Multithreading with queues - code optimization - h1v3s3c - May-10-2018

Hi all,

I'm quite new to python and yesterday I invested some time in order to tryout the concept of multithreading with queues.

My idea was to come up with a programm which processes line based input from a queue file and processes the data multi-threaded.
I quickly noticed that reading and writing to a file isn't ideal (from a performance point of view). So I decided to load the content from the file into a set. As I also wanted to keep track of which items have been already processed, I tracked those items in another set as well.
I wanted to be able to interupt the program and still keep track of which items have been already processed and which are still sitting in the queue. So I decided to write the content from the sets back to the queue and process file.

So far I'm quite happy with what I got; but after some dryruns with sample data I developed doubts in my approach.

I did some test runs with like 100 lines of queue data... that did quite okay. However after feeding multiple thousands of input lines I noticed that python only was running with one thread and that processing speed degreated over time :(
Also I seem to have screwed the logic of how I pull from the queue in feed into the workers a little bit...

Anyway:
I just uploaded my stuff to github and would be happy if anyone would have a look at it and throw some suggestions for improvements towards me.
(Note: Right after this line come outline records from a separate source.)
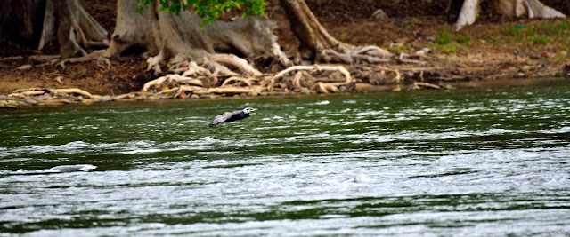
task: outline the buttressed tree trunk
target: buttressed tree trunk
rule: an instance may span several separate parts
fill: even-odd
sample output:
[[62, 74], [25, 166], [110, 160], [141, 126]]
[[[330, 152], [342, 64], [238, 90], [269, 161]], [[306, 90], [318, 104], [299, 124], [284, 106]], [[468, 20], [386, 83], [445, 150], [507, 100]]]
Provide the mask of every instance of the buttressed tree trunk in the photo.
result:
[[315, 62], [341, 61], [353, 63], [355, 60], [378, 62], [377, 57], [391, 57], [392, 53], [376, 46], [356, 47], [339, 42], [330, 36], [313, 14], [305, 0], [280, 0], [290, 21], [291, 30], [299, 39], [298, 54], [295, 62], [301, 58], [314, 59]]
[[[480, 0], [465, 0], [455, 24], [455, 30], [460, 31], [464, 26], [475, 23], [478, 16]], [[556, 11], [539, 0], [493, 0], [495, 12], [507, 16], [528, 18], [566, 18], [562, 12]]]
[[[149, 69], [160, 72], [159, 63], [190, 59], [198, 64], [220, 63], [237, 67], [241, 73], [261, 75], [246, 59], [269, 56], [282, 65], [290, 64], [281, 52], [273, 30], [275, 24], [266, 18], [247, 17], [231, 22], [215, 21], [200, 28], [202, 19], [183, 11], [179, 15], [159, 11], [158, 3], [142, 14], [136, 12], [133, 0], [117, 3], [117, 25], [103, 57], [119, 55], [131, 47], [145, 49], [151, 57]], [[224, 53], [227, 52], [227, 53]], [[218, 66], [219, 67], [219, 66]]]
[[87, 54], [85, 49], [109, 45], [109, 34], [78, 0], [46, 0], [38, 50], [44, 48], [56, 30], [62, 58], [77, 53], [85, 56]]

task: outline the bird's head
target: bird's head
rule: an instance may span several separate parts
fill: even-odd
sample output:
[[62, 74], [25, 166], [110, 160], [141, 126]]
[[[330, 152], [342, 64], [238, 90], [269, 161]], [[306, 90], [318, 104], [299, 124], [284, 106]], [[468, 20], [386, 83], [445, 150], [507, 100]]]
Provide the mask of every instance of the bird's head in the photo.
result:
[[253, 108], [253, 107], [246, 107], [246, 108], [243, 109], [243, 113], [249, 114], [249, 113], [254, 112], [256, 110], [257, 110], [257, 109], [256, 108]]

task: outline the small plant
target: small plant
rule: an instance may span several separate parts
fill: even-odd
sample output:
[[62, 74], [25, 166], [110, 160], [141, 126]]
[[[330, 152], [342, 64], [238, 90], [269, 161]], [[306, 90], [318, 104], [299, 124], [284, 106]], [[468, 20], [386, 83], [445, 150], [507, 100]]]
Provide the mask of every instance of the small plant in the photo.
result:
[[469, 36], [462, 36], [462, 35], [457, 36], [457, 43], [466, 43], [469, 41], [471, 41], [471, 38]]
[[452, 42], [452, 36], [447, 32], [440, 32], [439, 36], [436, 37], [436, 42], [439, 44], [447, 44]]
[[550, 41], [550, 38], [549, 38], [547, 36], [533, 36], [533, 43], [534, 43], [534, 44], [546, 44], [547, 43], [549, 43], [549, 41]]
[[570, 21], [560, 21], [558, 27], [562, 30], [569, 30], [570, 29]]
[[521, 28], [517, 28], [517, 27], [504, 28], [502, 29], [502, 32], [505, 33], [505, 35], [507, 36], [520, 36]]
I'm pretty sure that I made some poor decisions/implementations that experienced python gurus would have avoided right away.

https://github.com/h1v3s3c/multithread-queue/

Side note:
You might want to modify the do_action method. Currently I just tell my workers to connect to my local webservice (127.0.0.1) and do a simple HEAD request.

Cheers!


RE: Multithreading with queues - code optimization - ThiefOfTime - May-10-2018

The main problem is that you are writing in the queue file with all 8 threads. The GIL locks up the file while one thread is working on it and so all others are paused. Threads in python are not like threads in other programming languages.
Why do you write everything into the file and not using queues for handling the tasks given by spider.py?
If you pass the new targets to the main.py in a different manner, you should consider using multiprocessing to speed things up :)